We adjusted for potential inflation of type I error that could arise from examination of hair cell density and apoptosis that were conducted in ears from the same individual fish from the 3-day noise exposure experiment. We used a sequential Bonferroni (Rice, 1989) procedure to adjust type I error for the two GLMMs (hair cell density, apoptosis) and subsequent post hoc tests conducted on data from the same set of fish. No other type I error adjustments were made because we considered results from the 15-min and 3-day noise exposure experiments, which were conducted separately to be independent. Further, because hearing thresholds and examination of saccular epithelia were conducted on different fish, we did not make any adjustments for type I error.
When differences were observed among treatments or treatment×factor interactions (α≤0.05) in GLMMs, we conducted custom a priori Bonferroni post hoc comparisons. These custom contrasts allowed us to test for threshold differences at specific stimulus frequencies (i.e. threshold of 100 Hz control versus 100 Hz noise exposed) and differences at specific anatomical regions (i.e. H1 control versus H1 noise exposed) on the saccular macula and to maintain statistical power by avoiding nonsensical contrasts (e.g. threshold of 100 Hz control versus 1000 Hz noise exposed. In one case (see ‘Results, Hair cell apoptosis following 3-day repeated vessel noise exposure’), support for the model including an interaction term was much stronger as indicated by AICc (Burnham and Anderson, 2002) despite a P-value >0.05 for this term. In this case, we explored potential differences at each region with custom a priori Bonferroni post hoc comparisons. All analyses were computed using RStudio (http://www.rstudio.com/) version 4.0.3. with ‘nlme’ (https://CRAN.R-project.org/package=nlme) and ‘emmeans’ (https://CRAN.R-project.org/package=emmeans) packages.
RESULTS
Experiment 1: 15-min single boat noise exposure
Hair cell bundle density following 15-min vessel noise exposure
In tests for differences among regions between experimental treatment fish and controls, the minimum adequate model (Table 2) with interactions (saturated) was the best fit (AICc 771) compared with the models without interaction and simplified pooled models (AICc 819, 827 and 855, respectively). The GLMM analysis revealed that there was a significant interaction between treatment and region (P=0.032; Table 2) on hair cell density counts. To test for differences in saccular hair cell density, a priori post hoc pairwise comparisons for specific regions between treatments (i.e. H1 control versus H1 noise exposed) were conducted and found no differences between treatments for any region (P>0.05; Table S2; Fig. 5A). Pairwise comparisons indicated that differences among average hair cell densities observed in five of six regions (H1, H2, H3, H4 and T1) among control and noise-exposed fish were not greater than expected by chance (P>0.05; Table S2).

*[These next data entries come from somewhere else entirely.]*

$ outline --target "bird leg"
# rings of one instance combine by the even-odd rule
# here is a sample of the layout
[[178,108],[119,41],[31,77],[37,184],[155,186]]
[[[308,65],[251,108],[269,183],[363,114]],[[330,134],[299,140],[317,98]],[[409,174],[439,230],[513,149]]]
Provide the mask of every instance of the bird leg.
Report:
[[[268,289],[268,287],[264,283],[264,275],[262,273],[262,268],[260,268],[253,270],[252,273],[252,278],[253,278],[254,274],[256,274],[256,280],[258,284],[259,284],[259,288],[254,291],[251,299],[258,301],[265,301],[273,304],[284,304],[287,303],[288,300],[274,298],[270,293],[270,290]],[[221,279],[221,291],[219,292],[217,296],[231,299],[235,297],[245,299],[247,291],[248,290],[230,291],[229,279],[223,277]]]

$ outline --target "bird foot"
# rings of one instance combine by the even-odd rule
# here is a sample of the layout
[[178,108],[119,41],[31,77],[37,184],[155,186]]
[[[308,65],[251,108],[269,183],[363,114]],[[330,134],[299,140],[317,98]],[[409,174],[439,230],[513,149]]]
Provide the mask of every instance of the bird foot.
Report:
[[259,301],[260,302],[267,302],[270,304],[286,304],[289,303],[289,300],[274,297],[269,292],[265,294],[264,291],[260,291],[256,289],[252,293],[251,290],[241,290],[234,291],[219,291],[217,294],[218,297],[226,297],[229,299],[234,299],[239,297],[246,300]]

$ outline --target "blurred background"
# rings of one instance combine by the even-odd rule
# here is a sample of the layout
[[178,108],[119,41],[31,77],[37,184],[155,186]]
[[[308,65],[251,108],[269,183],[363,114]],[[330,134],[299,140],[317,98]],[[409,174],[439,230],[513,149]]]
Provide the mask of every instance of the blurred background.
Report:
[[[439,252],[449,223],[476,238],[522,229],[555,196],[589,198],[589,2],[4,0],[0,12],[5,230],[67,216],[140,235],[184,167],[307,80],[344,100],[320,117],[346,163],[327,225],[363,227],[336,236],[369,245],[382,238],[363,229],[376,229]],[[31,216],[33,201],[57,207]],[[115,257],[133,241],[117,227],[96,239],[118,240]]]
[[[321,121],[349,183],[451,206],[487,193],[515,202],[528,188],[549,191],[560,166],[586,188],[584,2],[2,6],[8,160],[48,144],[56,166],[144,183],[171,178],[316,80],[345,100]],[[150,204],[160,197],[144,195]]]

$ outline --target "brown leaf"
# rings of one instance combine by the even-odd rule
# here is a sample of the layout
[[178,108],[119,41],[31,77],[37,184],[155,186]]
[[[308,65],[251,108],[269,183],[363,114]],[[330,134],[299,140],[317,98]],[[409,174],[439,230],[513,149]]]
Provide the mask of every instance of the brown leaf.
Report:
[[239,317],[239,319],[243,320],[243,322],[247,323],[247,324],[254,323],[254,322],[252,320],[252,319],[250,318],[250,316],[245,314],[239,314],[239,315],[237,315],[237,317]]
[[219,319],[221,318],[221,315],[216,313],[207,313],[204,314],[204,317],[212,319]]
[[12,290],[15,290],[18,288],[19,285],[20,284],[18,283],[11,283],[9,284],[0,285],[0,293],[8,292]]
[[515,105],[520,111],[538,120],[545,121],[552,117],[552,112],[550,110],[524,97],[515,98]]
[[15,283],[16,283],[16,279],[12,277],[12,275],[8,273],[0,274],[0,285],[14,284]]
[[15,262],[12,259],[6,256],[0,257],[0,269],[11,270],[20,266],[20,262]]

Hearing sensitivity in Atlantic croaker following 15-min vessel noise exposure
Responses to stimuli were obtained at all tested frequencies in both treatments. Atlantic croaker had the highest sensitivity at 100, 200 and 300 Hz and lowest sensitivity at 600, 1100 and 1200 Hz (Fig. 5B). In tests for differences among frequencies between experimental treatment fish and controls, the minimum adequate model (Table 2) with interactions (saturated) was the best-fit model (AICc 857) compared with the models without interaction and simplified pooled models (AICc 883, 886 and 1100, respectively). Exposure to 15 min of vessel noise did not result in increased hearing thresholds: two-way ANOVA, treatment (P>0.05; Table 2, Fig. 5B). The GLMM analysis revealed that there was a significant difference in frequency (P<0.001; Table 2). To test for differences in hearing thresholds, a priori post hoc pairwise comparisons for specific frequencies between treatments (i.e. 100 Hz control versus 100 Hz noise exposed) were conducted, and there were no differences between treatments for any frequency tested (Table S3; Fig. 5B). Audiograms for particle acceleration thresholds (Fig. 5B) were of a similar shape to the sound pressure audiograms.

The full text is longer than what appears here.